Dominique Clément a, lui aussi, été confronté à l’irréparable, en 2013. Deux personnes se sont jetées du haut de l’ancien viaduc ferroviaire qui surplombe Saint-Benoît, la ville qu’il dirige. « Nous réfléchissons à l’équiper de barrières plus hautes, pour prévenir ce type de comportements, reconnaît le maire. Mais c’est très compliqué et cela coûte extrêmement cher, 250 000€ au minimum. » Le vice-président de Grand-Poitiers est d’autant mieux placé pour évoquer le sujet, qu’il a siégé au sein de la commission d’appel d’offres du viaduc Léon-Blum. « Mais à aucun moment nous n’avons abordé ce problème, c’est vrai… » Il garde pourtant en mémoire cette fameuse nuit, où la gendarmerie l’a appelé à 3h du matin. « Je ne voulais pas laisser mon employé seul. C’était très traumatisant. » « Les familles, les secours, les badauds… Tout le monde est choqué lorsqu’un drame survient », atteste le Dr Chavagnat.

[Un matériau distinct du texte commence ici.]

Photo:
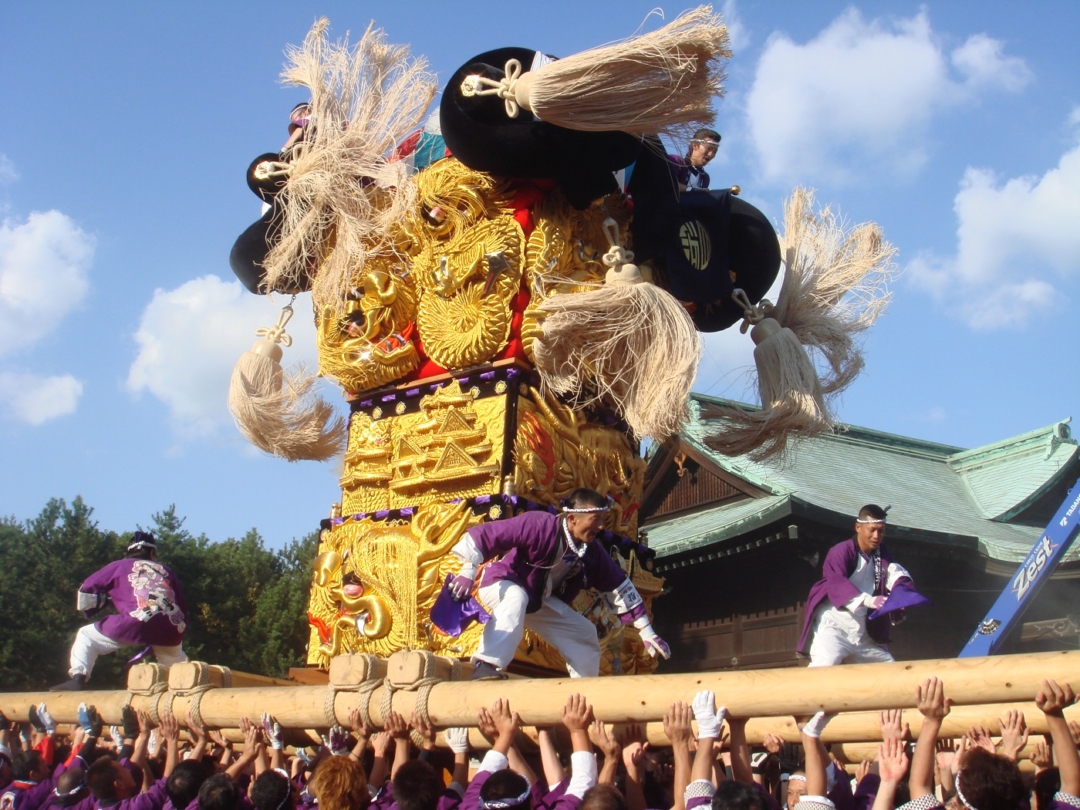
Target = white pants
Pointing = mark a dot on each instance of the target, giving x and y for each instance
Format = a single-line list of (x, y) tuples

Sylviane Thinon la première. Cette Poitevine de 54 ans a perdu son frère, en 1998. Il a mis fin à ses jours depuis la passerelle. Son autre frère aîné a, lui, empêché sa future femme -« ils ont eu trois enfants ensemble »- de commettre l’irréparable. « Du coup, la passerelle des Rocs tient une place particulière dans mon coeur », témoigne Sylviane. En soixante ans de service, combien sont-ils/elles à s’être jeté(e)s dans le vide ? Des dizaines ? Des centaines ? Il n’existe apparemment aucune comptabilité officielle. Le suicide, un sujet définitivement tabou.

Brest et Dinan en exemples

Confrontées à une recrudescence du nombre de suicides à partir d’ouvrages d’art, Dinan et Brest ont décidé d’agir. La sous-préfecture des Côtes d’Armor va équiper son viaduc d’un garde-corps d’1,80m. Coût estimé : 400 000€. Dans la préfecture du Finistère, le pont Schuman avait fait l’objet de travaux identiques en 2003, avec des protections à 2,85m. Plus loin de nous, la ville de Montréal a protégé le pont Jacques-Cartier dès 2005. Dix personnes y auraient perdu la vie tous les ans, entre 1987 et 2002.